However, Boston Globe columnist Kevin Cullen - one of the most experienced among U.S. journalists who has reported on Northern Ireland over the years - reported Tuesday that new court filings show that federal authorities now want “anything and everything” in the BC secret archive related to the 1972 disappearance and murder of a Belfast mother of 10, Jean McConville, who was abducted and executed by the IRA as a suspected informer.

Wrote Cullen: “At least we now know what this fishing expedition is all about.
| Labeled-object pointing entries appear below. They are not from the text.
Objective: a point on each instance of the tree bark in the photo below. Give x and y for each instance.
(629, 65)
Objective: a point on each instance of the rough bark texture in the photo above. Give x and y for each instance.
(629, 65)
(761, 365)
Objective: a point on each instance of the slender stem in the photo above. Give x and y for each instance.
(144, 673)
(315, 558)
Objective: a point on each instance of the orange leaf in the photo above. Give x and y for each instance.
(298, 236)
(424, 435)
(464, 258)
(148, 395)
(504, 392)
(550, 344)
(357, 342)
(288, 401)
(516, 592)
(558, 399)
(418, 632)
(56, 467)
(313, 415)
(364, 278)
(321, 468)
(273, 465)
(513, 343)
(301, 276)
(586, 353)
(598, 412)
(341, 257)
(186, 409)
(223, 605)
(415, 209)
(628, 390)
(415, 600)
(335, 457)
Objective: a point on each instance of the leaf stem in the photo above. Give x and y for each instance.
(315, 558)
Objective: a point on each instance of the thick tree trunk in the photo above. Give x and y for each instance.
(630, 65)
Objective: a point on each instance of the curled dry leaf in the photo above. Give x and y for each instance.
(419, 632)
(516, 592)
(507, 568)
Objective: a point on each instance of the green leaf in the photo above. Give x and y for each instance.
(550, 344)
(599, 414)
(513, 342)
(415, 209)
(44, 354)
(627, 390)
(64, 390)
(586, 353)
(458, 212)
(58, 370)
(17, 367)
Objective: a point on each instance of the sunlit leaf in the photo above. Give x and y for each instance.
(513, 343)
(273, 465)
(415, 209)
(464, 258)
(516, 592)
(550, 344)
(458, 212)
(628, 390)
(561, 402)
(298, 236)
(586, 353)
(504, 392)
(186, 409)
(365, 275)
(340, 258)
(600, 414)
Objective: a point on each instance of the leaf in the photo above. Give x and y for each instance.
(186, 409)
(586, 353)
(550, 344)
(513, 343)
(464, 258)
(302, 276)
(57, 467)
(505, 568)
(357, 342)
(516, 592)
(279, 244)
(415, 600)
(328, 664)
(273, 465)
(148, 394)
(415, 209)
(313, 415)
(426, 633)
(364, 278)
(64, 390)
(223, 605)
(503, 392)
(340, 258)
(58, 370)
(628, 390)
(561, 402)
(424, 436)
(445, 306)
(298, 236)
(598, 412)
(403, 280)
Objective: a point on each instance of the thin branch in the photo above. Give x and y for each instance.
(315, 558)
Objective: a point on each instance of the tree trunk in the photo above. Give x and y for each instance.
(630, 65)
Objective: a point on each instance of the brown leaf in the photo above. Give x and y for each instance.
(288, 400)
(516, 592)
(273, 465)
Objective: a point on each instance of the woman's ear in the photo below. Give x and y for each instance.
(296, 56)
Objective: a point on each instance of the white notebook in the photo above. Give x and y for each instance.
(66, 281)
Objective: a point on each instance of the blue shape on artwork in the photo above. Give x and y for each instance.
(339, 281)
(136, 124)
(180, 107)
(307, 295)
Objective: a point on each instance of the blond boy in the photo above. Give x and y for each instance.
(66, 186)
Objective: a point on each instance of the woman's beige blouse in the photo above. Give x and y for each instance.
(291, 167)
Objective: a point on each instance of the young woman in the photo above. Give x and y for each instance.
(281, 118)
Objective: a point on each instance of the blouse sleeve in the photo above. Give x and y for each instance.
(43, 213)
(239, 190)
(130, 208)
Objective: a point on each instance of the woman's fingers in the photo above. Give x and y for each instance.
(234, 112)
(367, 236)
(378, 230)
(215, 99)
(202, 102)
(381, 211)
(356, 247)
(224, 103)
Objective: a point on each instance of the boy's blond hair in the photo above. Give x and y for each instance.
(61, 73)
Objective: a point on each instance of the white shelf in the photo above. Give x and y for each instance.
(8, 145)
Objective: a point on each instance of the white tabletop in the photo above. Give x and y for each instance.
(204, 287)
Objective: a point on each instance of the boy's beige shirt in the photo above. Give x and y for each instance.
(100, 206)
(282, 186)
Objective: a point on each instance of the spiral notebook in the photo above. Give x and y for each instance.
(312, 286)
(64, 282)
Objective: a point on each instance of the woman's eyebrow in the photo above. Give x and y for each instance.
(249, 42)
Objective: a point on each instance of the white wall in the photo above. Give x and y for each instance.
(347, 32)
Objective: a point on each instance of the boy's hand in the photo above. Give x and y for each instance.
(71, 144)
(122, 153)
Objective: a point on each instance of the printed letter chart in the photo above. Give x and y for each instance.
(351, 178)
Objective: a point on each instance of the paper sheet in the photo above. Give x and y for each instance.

It’s about using the U.S. government as a pawn in a blatantly political act, an attempt by police in Northern Ireland to certainly embarrass and possibly prosecute the Sinn Féin president Gerry Adams over McConville’s disappearance and murder.

Cullen added that in the nearly 40 years since McConville was disappeared by the IRA, (her remains were found in 2003) police in Northern Ireland had showed little interest in her murder.

Both Hughes and Price adopted positions over the years that were increasingly critical of Adams and in a newspaper interview last year, Price directly linked Adams to the disappearance and death of McConville.

Meanwhile, though the BC archive is wide ranging and includes interviews with loyalist paramilitaries, the federal subpoenas focus solely on the McConville case.

“Not only does this show a selective, politically motivated prosecution taking place, it underscores the seriousness of the threat to the power-sharing government in Northern Ireland, which is the cornerstone of the peace process,” wrote Cullen, whose paper recently carried an editorial supporting the DA’s probe.

That editorial prompted an op-ed response from Ed Moloney, director of the Belfast Project at Boston College, and Anthony McIntyre, the project’s lead researcher on the IRA, which was carried by the Globe Tuesday in the same issue as Cullen’s column.